Não faltam letras no alfabeto nem acontecimentos ao longo do tempo para costurar essa nova memória em que heroínas aparecem cada vez mais no repertório de fábulas para crianças — sejam elas trazidas por livros infantis ou por notícias de jornal.

(Parêntese breve para a história da bióloga da letra B: oprimida em sua infância e juventude, liberta uma borboleta recém-saída de um casulo para voar para fora de seu aquário como ela mesma voou para longe de um lar opressor, num episódio que talvez não seja assim a mais pura verdade-verdadeira, mas que joga luz poética na importância da conquista da independência e da liberdade para perseguir uma carreira.)

Onda editorial

Livro mais recente de Janaina Tokitaka, ABCDelas é uma bem-vinda chegada à prateleira de biografias de mulheres para crianças. Autora prolífica (são quarenta títulos no currículo), ela constrói um recorte singular tanto na seleção (predominam cientistas, inventoras e profissionais criativas) quanto no estilo da narrativa. Informações objetivas e dados biográficos, como os que se encontram na Wikipédia, aparecem em três, quatro ou cinco linhas no começo de cada perfil. A partir daí, a autora passa uma linha pontilhada e nos delicia com o pedaço de uma história de cada mulher, como a anedota de Eugénie Brazier ou a fábula de Margaret Fountaine. 

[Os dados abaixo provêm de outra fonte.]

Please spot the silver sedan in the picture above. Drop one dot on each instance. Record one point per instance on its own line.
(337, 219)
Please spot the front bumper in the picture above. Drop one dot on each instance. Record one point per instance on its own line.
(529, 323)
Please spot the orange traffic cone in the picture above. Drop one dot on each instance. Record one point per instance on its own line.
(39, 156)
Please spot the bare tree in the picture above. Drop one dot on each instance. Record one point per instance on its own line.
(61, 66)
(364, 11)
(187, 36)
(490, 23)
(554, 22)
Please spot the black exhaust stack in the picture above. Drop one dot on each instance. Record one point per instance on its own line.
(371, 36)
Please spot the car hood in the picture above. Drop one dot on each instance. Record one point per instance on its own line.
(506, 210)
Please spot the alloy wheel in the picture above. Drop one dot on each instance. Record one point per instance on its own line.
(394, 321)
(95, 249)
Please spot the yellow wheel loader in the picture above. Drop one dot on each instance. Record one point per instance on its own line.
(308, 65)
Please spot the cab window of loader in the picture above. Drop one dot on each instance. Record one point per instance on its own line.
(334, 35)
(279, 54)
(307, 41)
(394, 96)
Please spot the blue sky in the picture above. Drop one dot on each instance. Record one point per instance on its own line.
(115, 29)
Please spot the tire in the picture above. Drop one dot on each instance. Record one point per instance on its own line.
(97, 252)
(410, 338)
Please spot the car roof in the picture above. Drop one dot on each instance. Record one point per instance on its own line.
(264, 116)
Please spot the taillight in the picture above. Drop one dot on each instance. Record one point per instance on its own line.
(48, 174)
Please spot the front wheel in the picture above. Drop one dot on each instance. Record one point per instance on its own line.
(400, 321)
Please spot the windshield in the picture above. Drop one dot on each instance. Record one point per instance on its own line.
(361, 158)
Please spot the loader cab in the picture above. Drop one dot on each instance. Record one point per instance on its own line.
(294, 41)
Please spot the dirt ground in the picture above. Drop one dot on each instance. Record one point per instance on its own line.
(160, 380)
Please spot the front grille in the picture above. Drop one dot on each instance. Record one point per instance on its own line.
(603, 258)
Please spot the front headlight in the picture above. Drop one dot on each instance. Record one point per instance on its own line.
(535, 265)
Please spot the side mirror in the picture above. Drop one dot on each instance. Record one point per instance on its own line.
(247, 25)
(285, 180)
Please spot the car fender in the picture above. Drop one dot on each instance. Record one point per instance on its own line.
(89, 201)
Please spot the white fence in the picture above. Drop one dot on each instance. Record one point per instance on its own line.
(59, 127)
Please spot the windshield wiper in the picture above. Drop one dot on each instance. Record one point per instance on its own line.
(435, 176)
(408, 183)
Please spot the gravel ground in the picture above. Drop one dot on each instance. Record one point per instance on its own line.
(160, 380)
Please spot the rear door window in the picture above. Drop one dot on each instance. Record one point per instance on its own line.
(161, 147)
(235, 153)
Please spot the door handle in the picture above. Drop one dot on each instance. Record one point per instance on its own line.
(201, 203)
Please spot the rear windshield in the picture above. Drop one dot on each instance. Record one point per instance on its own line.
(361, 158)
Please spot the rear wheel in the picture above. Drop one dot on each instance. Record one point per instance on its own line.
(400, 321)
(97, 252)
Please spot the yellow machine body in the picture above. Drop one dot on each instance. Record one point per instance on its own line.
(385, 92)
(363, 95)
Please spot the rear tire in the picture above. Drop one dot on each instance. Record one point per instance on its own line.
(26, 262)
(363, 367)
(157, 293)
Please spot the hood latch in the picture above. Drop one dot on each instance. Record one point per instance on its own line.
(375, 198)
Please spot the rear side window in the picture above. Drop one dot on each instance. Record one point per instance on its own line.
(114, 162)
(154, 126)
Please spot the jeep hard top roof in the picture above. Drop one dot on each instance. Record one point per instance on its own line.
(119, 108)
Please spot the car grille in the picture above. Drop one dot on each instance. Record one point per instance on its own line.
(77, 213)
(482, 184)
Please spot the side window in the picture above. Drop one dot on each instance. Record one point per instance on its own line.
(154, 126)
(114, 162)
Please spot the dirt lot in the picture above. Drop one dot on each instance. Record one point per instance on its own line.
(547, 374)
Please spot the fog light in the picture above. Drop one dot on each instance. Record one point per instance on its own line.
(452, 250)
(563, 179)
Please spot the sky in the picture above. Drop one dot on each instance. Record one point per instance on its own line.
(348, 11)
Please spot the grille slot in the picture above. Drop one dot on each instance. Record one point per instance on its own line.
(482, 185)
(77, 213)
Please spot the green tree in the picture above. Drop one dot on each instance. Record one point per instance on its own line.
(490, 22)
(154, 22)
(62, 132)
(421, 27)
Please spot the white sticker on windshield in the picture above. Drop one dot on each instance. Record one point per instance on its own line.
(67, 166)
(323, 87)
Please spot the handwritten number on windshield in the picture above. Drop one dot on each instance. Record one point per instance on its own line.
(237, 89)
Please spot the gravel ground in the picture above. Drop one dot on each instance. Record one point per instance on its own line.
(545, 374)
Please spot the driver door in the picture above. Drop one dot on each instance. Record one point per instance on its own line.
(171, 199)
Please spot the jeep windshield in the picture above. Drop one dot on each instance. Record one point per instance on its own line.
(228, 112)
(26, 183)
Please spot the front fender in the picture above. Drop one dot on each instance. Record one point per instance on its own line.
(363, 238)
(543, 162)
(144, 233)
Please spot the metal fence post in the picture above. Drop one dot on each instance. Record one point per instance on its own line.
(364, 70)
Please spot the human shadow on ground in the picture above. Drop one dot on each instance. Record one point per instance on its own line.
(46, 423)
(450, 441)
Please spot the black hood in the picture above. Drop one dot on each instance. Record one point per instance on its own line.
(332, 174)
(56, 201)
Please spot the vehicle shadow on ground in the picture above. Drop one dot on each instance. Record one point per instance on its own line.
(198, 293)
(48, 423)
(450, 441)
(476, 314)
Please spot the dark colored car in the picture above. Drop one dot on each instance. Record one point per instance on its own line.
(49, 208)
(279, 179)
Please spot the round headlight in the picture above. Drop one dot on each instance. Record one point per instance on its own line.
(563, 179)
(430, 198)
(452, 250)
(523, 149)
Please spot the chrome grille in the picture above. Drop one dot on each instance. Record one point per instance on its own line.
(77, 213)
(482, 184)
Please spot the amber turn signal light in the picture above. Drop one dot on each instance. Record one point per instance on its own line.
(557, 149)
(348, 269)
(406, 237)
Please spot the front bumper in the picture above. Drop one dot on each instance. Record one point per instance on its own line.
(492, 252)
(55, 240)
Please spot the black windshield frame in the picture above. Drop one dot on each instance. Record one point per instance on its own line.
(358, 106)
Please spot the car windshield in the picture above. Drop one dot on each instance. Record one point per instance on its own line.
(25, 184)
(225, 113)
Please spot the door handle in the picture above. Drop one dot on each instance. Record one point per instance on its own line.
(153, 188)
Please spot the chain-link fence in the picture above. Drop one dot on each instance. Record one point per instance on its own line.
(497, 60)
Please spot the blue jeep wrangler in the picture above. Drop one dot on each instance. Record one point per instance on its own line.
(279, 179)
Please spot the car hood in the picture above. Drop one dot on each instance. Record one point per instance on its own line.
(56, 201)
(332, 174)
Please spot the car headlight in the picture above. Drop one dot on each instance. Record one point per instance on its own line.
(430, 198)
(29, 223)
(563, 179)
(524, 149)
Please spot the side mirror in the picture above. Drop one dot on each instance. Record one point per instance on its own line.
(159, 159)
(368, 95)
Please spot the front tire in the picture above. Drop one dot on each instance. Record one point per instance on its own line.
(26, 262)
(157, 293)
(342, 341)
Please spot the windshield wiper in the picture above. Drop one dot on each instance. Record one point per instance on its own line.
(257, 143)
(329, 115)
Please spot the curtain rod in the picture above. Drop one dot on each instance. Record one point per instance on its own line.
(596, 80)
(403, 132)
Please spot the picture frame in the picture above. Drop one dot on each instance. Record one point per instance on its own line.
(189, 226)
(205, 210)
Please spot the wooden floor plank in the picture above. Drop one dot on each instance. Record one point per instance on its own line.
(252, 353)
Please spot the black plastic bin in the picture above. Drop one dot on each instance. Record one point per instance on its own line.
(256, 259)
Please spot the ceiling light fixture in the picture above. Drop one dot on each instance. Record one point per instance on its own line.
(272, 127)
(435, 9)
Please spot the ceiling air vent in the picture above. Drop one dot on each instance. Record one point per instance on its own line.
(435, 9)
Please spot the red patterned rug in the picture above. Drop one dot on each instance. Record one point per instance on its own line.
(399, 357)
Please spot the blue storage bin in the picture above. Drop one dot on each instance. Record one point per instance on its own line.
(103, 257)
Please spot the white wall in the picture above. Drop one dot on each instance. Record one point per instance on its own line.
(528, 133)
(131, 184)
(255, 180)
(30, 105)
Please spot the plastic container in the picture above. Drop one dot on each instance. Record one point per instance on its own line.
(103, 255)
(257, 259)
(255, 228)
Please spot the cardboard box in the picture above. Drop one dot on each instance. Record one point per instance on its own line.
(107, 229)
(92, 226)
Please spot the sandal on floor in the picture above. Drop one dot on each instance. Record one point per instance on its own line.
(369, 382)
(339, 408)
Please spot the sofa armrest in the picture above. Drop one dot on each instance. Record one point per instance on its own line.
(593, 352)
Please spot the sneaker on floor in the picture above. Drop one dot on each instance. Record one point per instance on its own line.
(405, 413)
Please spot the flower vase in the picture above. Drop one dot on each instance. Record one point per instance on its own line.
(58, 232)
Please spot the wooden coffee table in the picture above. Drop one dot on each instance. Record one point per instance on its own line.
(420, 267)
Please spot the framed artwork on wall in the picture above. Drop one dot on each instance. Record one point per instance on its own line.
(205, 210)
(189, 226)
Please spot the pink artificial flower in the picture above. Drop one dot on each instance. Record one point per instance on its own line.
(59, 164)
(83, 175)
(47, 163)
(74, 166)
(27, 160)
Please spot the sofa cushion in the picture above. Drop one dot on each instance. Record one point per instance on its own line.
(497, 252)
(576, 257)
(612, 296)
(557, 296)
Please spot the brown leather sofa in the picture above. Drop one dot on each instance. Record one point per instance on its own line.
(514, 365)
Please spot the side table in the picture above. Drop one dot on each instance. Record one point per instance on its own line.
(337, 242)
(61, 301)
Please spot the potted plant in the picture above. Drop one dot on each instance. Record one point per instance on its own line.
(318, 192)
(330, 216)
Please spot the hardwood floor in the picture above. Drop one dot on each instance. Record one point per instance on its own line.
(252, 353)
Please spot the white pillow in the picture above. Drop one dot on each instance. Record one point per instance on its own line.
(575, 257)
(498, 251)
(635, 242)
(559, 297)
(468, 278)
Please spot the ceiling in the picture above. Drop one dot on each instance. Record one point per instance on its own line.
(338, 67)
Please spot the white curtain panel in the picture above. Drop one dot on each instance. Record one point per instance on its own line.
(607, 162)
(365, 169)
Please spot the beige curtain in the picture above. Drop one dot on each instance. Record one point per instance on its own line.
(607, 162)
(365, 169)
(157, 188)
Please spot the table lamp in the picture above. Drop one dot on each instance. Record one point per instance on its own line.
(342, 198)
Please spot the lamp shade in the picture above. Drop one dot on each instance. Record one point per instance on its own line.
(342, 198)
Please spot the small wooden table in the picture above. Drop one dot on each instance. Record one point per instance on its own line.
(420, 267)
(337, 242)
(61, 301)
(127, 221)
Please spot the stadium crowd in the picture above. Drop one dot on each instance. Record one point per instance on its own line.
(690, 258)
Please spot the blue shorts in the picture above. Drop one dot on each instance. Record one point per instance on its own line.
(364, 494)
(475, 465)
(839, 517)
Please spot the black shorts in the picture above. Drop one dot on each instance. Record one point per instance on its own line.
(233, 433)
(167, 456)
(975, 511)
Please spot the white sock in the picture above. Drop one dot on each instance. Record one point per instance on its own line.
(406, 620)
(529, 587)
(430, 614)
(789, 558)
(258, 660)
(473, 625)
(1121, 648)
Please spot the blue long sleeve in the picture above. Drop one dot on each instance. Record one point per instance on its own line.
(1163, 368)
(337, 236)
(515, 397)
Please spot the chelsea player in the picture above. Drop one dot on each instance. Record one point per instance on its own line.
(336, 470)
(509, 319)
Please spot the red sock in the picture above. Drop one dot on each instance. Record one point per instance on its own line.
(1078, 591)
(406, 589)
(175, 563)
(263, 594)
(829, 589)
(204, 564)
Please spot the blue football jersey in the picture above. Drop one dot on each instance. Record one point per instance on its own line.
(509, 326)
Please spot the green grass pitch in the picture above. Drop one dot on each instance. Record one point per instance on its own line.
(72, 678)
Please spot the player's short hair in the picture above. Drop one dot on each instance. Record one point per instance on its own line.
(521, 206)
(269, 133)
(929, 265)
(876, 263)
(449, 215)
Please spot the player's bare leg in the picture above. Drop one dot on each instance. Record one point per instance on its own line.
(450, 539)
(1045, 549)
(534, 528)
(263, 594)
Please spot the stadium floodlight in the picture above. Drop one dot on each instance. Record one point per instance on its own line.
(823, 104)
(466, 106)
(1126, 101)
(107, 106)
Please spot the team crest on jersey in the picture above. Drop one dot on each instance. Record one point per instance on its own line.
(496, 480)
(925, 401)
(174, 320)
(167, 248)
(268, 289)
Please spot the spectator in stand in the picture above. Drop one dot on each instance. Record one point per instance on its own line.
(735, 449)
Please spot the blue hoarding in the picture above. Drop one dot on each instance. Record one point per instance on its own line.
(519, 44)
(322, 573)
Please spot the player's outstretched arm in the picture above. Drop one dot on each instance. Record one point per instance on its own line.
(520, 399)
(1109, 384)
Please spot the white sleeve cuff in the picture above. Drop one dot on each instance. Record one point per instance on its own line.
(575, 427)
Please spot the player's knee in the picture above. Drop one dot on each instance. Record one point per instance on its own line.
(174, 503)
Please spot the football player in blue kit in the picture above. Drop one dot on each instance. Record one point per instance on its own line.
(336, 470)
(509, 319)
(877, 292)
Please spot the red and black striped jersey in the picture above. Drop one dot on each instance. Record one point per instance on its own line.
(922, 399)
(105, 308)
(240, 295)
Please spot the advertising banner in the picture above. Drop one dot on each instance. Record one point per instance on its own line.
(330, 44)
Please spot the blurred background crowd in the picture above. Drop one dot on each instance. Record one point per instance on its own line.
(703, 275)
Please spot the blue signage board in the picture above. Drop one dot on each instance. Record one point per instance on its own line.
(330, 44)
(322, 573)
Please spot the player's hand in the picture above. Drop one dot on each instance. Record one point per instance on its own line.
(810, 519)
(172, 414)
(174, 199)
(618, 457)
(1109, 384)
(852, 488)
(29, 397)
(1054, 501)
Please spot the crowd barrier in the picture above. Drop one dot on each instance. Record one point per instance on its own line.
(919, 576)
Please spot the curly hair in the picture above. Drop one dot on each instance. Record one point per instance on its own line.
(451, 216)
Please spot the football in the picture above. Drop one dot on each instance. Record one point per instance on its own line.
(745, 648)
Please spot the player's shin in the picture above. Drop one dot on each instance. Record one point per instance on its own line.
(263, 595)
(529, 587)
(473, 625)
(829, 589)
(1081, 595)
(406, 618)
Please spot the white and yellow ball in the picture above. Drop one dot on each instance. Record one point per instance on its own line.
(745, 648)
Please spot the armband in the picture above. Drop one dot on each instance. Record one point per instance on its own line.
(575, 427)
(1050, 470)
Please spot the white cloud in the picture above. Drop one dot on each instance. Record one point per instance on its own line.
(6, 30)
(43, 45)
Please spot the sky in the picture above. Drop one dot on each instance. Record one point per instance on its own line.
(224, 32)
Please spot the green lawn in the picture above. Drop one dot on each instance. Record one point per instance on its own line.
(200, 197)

A filósofa debochando do colega machista, a desenhista comemorando sua velhice, a escritora inventando sua escola, a geóloga assistindo à discussão de suas alunas, a investigadora conquistando um emprego. Cada história pode quase parecer um causo qualquer, mas todas retratam um ponto de virada de suas protagonistas.

Talvez por ser ilustradora de origem, Tokitaka se aproxima de cada personagem com uma mistura de olhar prosaico, um quê de crônica e verve poética, mas com objetivo muito claro: iluminar este momento da conquista ou do reconhecimento da independência. 

Tudo muito bonito, mas mais um livro com histórias de mulheres para crianças? Pode pensar o leitor que já correu os olhos por Histórias de ninar para garotas rebeldes, Grandes mulheres que fizeram história, Grandes mulheres que mudaram o mundo (todos da V&R), Extraordinárias: mulheres que mudaram o Brasil (Seguinte), Mulheres incríveis (Astral Cultural). Pois é: mais um, e que venham outros. E quem bufar que leia todos, para ver com os próprios olhos o quanto eram urgentes. A Katie aí de cima, por exemplo, já tem lugar reservado no próximo lançamento.

E se você já se deparou com os cem perfis de Histórias de ninar para garotas rebeldes e estiver pensando que as 26 histórias de Tokitaka vão estar contempladas ali, engana-se: há apenas uma coincidência, a oceanógrafa Silvia Earle. E também uma conexão: a relação de amizade entre a enfermeira Florence Nightingale, retratada em Histórias de ninar, e a médica Elizabeth Blackwell, de ABCDelas. Juntas, as duas fundaram uma escola de medicina e enfermagem.  

Quem escreveu esse texto

Heloisa Lupinacci

É editora do site Panelinha.

Matéria publicada na edição impressa #22 mai.2019 em abril de 2019.